Uma olhada no iPhone 16e fabricado no Brasil
Estava na casa dos meus pais no feriado da Páscoa quando topei com um iPhone 16e. Pedi licença à dona para dar uma olhada mais de perto no sucessor espiritual do melhor iPhone. Que responsabilidade!
Apesar do novo nome e de fazer parte da família do “iPhone do ano”, o iPhone 16e é, para todos os efeitos práticos, um novo iPhone SE: um celular-Frankenstein, composto de partes de versões antigas (a base é o iPhone 14), algumas coisas do modelo mais recente (chip A18 e 8 GB de RAM) e recursos ausentes graças à Apple e suas táticas mesquinhas de upselling (antes era o modo noturno na câmera; agora, nada de MagSafe).
Achei que as fotos e vídeos, tanto os de divulgação da Apple quanto das análises de sites e youtubers, não fazem jus à graça do iPhone 16e. Ele é maior que o bom e velho iPhone SE, mas não muito, e tão leve quanto (167 g contra 164 g); o volume maior com quase o mesmo peso cria a sensação de ser mais leve do que é de fato.
O acabamento em vidro fosco atrás e a câmera solitária, que quase não se destaca do corpo, ajudam a preservar a aura de celular utilitário de que tanto gostava da linha SE. É o celular de quem não se importa com celulares, de quem só quer um negócio que funcione e seja confiável.

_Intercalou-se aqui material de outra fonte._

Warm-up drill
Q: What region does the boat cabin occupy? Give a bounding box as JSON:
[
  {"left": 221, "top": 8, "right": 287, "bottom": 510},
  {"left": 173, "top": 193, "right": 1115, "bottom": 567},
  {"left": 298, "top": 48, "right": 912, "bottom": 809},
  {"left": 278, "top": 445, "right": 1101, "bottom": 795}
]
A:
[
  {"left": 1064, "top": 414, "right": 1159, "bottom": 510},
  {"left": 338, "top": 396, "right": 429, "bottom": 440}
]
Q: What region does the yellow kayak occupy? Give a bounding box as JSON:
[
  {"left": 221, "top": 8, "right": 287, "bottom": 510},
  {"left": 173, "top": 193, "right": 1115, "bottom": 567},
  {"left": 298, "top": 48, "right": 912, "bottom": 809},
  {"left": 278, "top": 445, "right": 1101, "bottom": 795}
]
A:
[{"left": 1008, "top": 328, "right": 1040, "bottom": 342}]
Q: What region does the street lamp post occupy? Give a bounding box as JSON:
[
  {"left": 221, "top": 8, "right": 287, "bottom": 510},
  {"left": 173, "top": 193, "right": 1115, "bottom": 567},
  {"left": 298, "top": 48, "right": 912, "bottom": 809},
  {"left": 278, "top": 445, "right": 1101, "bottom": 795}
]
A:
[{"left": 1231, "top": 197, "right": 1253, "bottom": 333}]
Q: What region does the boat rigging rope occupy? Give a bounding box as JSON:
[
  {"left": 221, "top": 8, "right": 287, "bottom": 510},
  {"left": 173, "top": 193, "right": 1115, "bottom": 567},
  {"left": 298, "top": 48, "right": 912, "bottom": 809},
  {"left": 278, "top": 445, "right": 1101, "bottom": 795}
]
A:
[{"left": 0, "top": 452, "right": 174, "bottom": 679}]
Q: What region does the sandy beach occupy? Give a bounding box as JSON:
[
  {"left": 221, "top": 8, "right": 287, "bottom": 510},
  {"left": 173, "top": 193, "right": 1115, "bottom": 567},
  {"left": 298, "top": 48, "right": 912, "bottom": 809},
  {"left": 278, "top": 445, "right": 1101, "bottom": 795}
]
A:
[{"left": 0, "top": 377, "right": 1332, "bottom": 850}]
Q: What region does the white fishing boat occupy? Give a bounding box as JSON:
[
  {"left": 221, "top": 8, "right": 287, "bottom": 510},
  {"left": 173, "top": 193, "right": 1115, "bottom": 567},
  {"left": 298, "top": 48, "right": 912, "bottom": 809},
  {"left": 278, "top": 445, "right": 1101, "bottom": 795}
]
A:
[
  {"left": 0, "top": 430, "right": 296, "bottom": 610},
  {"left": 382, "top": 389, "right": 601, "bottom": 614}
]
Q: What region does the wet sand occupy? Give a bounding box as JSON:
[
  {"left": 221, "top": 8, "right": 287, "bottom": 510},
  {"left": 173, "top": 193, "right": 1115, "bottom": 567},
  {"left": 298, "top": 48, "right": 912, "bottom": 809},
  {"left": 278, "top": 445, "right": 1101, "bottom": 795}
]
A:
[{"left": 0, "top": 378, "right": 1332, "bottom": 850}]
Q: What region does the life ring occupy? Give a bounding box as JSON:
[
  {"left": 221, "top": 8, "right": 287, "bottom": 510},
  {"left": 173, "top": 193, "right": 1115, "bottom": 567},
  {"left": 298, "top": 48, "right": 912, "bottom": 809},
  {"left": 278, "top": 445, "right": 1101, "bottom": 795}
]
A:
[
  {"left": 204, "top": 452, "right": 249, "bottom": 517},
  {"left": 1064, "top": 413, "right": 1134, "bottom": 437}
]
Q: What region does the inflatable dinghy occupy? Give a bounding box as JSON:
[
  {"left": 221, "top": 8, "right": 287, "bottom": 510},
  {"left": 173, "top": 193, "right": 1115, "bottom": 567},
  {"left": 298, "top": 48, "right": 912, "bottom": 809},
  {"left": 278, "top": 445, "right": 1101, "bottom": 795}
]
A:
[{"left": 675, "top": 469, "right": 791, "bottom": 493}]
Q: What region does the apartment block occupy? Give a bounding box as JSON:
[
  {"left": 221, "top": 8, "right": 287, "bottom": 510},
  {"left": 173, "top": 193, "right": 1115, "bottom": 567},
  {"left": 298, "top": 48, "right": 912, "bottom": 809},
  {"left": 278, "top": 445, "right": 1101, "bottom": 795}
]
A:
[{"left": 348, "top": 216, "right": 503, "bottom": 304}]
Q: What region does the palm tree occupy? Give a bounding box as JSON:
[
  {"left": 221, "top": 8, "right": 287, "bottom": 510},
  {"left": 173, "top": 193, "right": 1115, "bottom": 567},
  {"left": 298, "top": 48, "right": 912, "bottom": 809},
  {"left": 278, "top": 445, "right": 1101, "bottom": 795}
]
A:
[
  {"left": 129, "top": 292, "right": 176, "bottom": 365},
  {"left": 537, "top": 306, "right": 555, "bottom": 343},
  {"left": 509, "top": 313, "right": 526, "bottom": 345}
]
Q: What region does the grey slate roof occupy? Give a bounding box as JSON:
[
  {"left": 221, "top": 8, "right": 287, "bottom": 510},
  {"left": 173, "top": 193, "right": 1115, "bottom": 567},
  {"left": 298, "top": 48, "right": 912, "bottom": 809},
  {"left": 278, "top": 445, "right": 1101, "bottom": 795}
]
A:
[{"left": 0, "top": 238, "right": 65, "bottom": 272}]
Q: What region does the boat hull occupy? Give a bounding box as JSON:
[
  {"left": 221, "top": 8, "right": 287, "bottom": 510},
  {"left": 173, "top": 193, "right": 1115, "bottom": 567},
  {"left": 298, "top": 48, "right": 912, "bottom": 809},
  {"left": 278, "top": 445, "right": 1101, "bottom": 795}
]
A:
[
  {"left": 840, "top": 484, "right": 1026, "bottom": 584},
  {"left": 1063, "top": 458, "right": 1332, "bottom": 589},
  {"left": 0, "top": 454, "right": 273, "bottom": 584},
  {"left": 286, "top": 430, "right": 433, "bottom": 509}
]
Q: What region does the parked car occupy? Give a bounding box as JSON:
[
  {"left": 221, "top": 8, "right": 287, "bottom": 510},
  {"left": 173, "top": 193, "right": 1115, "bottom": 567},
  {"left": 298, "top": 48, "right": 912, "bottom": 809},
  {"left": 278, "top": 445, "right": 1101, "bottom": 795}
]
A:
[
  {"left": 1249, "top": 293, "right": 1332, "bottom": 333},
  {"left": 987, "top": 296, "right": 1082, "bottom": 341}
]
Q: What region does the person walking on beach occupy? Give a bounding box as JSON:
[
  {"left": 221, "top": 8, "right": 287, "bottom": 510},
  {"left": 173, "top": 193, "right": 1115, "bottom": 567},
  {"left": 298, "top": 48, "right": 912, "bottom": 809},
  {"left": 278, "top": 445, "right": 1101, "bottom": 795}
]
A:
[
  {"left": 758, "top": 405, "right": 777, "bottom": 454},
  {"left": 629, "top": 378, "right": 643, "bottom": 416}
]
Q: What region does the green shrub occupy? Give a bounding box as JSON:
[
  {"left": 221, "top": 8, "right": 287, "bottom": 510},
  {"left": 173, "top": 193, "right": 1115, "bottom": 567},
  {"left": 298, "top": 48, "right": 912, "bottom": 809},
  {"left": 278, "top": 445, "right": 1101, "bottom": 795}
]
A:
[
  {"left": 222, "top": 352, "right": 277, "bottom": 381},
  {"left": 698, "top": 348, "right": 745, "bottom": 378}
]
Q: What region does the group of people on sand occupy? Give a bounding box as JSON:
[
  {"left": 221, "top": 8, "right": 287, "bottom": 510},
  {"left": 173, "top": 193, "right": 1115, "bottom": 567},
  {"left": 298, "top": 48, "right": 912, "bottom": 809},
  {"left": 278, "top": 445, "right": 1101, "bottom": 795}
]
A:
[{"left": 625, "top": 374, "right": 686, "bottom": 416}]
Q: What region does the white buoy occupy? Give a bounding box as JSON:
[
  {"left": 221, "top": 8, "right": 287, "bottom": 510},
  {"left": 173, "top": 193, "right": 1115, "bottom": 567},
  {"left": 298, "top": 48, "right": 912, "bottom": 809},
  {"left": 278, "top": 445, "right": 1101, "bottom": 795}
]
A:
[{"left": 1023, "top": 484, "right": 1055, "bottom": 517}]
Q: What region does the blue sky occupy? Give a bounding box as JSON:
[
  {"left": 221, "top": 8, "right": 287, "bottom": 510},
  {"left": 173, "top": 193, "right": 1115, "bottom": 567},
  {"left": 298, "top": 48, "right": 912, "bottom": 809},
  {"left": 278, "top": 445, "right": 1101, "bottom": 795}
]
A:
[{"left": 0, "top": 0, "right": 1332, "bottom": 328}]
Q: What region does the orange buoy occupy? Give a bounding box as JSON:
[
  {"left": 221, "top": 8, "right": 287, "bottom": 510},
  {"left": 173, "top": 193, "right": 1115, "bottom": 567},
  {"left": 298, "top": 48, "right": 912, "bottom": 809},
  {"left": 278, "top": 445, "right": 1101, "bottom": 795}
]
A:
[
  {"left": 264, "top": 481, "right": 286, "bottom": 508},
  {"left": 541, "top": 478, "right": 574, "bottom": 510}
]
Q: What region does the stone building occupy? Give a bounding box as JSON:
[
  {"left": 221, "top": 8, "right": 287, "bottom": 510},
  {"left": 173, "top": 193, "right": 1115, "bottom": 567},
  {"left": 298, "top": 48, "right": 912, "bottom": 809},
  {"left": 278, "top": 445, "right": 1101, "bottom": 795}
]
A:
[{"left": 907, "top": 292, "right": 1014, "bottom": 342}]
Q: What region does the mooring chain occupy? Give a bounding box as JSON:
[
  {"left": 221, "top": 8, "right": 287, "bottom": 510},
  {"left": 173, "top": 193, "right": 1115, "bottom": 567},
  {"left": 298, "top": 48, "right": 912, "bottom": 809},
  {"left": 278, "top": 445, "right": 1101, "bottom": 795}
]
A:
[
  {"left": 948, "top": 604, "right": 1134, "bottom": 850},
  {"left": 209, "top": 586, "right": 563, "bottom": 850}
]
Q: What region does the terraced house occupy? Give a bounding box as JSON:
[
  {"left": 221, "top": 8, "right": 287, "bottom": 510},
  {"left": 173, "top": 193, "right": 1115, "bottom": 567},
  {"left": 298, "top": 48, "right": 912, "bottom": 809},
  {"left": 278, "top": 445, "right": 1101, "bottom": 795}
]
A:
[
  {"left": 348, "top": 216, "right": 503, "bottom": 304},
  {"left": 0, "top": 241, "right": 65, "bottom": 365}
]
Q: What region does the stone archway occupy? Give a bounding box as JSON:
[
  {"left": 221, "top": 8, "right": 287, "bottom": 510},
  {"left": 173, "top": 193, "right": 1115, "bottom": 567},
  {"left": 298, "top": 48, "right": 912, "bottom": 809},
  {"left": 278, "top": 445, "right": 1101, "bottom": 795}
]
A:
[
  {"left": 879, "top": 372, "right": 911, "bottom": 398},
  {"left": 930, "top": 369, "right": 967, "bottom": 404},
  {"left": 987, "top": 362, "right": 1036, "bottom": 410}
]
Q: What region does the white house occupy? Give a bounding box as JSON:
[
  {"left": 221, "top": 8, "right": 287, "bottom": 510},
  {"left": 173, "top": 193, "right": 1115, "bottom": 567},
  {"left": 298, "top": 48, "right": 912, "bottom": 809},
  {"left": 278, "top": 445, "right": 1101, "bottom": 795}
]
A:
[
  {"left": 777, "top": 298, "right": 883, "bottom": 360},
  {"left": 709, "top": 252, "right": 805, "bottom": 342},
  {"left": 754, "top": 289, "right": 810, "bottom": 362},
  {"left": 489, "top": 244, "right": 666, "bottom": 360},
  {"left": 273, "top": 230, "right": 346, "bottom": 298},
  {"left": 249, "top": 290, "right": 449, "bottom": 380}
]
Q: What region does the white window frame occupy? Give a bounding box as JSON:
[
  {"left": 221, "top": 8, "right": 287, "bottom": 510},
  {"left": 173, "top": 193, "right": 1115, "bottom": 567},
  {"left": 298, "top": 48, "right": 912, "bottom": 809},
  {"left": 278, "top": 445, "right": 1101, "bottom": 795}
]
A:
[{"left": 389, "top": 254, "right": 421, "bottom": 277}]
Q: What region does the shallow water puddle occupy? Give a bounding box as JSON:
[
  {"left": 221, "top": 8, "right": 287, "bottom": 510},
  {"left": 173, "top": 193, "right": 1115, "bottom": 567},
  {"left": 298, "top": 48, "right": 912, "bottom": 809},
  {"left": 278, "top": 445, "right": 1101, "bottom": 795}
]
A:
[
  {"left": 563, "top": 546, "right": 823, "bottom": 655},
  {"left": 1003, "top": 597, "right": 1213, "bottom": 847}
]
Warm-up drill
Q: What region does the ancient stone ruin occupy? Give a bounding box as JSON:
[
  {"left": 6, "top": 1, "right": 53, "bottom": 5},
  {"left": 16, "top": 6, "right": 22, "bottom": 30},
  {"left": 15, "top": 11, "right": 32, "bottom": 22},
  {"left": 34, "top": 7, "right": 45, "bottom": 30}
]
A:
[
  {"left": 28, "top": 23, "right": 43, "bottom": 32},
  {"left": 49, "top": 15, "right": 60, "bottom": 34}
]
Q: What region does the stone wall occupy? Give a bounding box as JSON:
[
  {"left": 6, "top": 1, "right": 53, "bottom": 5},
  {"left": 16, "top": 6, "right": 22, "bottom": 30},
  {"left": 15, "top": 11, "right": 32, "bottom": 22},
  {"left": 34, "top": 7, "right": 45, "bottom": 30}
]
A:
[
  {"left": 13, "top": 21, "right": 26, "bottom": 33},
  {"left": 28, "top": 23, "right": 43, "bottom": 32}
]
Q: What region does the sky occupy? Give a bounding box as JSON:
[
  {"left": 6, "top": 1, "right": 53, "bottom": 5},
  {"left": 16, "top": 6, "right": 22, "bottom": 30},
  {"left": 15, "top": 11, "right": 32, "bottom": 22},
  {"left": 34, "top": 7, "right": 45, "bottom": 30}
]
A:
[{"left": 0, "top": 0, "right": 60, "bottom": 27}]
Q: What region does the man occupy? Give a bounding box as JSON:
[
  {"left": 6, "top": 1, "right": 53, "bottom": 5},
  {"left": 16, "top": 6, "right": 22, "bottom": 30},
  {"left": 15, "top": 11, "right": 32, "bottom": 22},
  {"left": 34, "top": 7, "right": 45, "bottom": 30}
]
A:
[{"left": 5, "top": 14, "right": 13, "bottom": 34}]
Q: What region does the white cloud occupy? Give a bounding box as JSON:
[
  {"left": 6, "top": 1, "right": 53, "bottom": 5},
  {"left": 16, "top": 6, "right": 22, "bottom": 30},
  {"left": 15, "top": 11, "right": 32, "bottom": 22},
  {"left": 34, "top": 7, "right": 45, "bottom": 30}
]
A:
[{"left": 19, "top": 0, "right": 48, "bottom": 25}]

De resto, para o bem e para o mal, é… um iPhone. A menos que você se importe com detalhes com os quais quase ninguém se importa, ele parece cumprir sua função. (Se for o seu caso, talvez esta não seja uma boa compra.)
A ausência do MagSafe, que exclui o iPhone 16e de todo o rico ecossistema de acessórios criado em torno do celular da Apple desde o iPhone 12, de 2020, é menos sentida para quem vem de um iPhone SE ou outro modelo antigo. E isso vale para outras “baixas” deste lançamento, como a tela pouca coisa pior que a dos celulares da linha regular (menos variação da taxa de atualização da tela, brilho máximo menor) e Pro (taxa de atualização de 120 Hz, o chamado “ProMotion”).
Falando nisso…
No breve período (cerca de duas semanas) em que usei um Galaxy A55 como celular principal, só lembrei da taxa de atualização da tela, que nele chega a 120 Hz, quando trombei com a opção nos ajustes do Android. Alterei-a com grande expectativa, achando que meus olhos seriam agraciados como uma suavidade indescritível, tão alardeada por entusiastas e… sei lá, não vi diferença (literalmente)? Eu não jogo nem faço nada muito complexo no celular. Talvez os meus olhos cansados já não sejam os mesmos de antes, mas suspeito que esse recurso é um pouco superestimado…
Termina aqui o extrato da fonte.